Hi Charles,
Excellent question. The short answer is "no", but the longer answer is "we
should fix this so the answer is yes."
The reason the answer is "no" today is that Drill uses some odd magic to match
up scan batch creators with plugins. In particular, the class of the second
argument to the scan batch creator constructor is used to match the creator to
the serialized SubScan object. Doing so saved having to do any configuration:
Drill just looks at the code to figure it out. The drawback is that there must
be a separate scan batch creator for each sub scan.
One solution is to do what the Easy framework does: have a single SubScan for
all formats. Works OK for Easy, not so well for storage plugins.
A better solution is to make the association explicit through some form of API,
configuration, etc. Presto, for example, has a set of interfaces that create
the objects required for a connector. No magic; just implement a method.
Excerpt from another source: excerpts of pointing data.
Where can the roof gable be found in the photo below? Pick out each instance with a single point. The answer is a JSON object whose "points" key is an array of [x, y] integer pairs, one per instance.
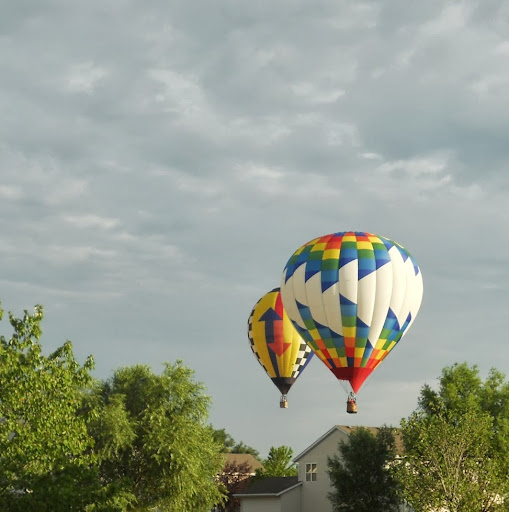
{"points": [[271, 486]]}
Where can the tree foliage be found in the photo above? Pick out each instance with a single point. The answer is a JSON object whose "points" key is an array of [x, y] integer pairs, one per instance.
{"points": [[46, 459], [234, 478], [278, 463], [457, 444], [361, 473], [152, 440]]}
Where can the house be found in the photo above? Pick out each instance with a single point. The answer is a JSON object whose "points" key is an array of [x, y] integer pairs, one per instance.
{"points": [[308, 491], [237, 470], [273, 494]]}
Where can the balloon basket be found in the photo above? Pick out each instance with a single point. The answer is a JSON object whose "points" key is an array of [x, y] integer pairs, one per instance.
{"points": [[351, 407]]}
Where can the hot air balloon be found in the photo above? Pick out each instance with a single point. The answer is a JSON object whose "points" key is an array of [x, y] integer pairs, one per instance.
{"points": [[279, 348], [352, 296]]}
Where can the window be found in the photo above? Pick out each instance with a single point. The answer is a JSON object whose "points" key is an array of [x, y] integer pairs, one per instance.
{"points": [[311, 472]]}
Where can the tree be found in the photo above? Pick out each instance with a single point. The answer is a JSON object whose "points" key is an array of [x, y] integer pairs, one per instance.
{"points": [[361, 473], [234, 479], [224, 439], [457, 444], [244, 448], [46, 460], [278, 463], [152, 440]]}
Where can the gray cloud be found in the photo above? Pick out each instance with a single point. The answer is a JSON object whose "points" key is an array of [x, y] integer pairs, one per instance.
{"points": [[162, 161]]}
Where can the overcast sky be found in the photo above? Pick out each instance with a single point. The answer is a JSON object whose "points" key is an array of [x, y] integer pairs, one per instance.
{"points": [[161, 160]]}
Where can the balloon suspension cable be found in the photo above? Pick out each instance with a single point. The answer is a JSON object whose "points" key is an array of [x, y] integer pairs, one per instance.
{"points": [[351, 403]]}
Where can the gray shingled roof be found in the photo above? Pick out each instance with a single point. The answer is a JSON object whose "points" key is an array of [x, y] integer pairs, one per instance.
{"points": [[273, 485]]}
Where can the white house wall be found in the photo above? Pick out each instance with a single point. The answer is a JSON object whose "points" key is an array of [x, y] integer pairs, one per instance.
{"points": [[314, 494], [261, 504], [291, 500]]}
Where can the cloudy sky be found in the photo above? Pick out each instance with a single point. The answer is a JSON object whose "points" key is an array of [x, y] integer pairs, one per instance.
{"points": [[161, 160]]}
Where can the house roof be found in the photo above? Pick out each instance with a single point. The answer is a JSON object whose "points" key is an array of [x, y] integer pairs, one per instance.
{"points": [[243, 458], [348, 429], [271, 486]]}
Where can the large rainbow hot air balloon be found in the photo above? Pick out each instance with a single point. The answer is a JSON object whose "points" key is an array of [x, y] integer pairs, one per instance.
{"points": [[352, 295], [279, 348]]}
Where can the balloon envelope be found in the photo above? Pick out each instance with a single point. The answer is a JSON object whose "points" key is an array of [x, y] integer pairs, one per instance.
{"points": [[277, 345], [352, 296]]}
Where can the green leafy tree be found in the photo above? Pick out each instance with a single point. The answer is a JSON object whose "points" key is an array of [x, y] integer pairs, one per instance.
{"points": [[152, 439], [224, 439], [244, 448], [278, 463], [457, 444], [234, 478], [361, 474], [46, 459]]}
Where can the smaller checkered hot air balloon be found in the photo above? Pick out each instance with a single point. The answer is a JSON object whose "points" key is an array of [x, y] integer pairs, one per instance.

At your prompting, I'll go back and look at the "Base" framework to see if we
can apply some of these ideas to Drill. For example, we could replace the scan
batch creator with a method call that says, "here is your Sub Scan. Give me
back a Scan operator." Since most of the scan setup is generic, we could
standardize this with another call that says, "here is your sub scan. Give me
back an iterator over readers."
Thanks,
- Paul
On Friday, January 17, 2020, 12:07:20 PM PST, Charles Givre
<[email protected]> wrote:
Hey Paul,
In looking through the storage plugins, it seems as if the scan batch creator
is virtually identical EXCEPT for arguments passed to the RecordReader class.
I'm wondering if that could be abstracted in the Base Storage PR as well.
-- C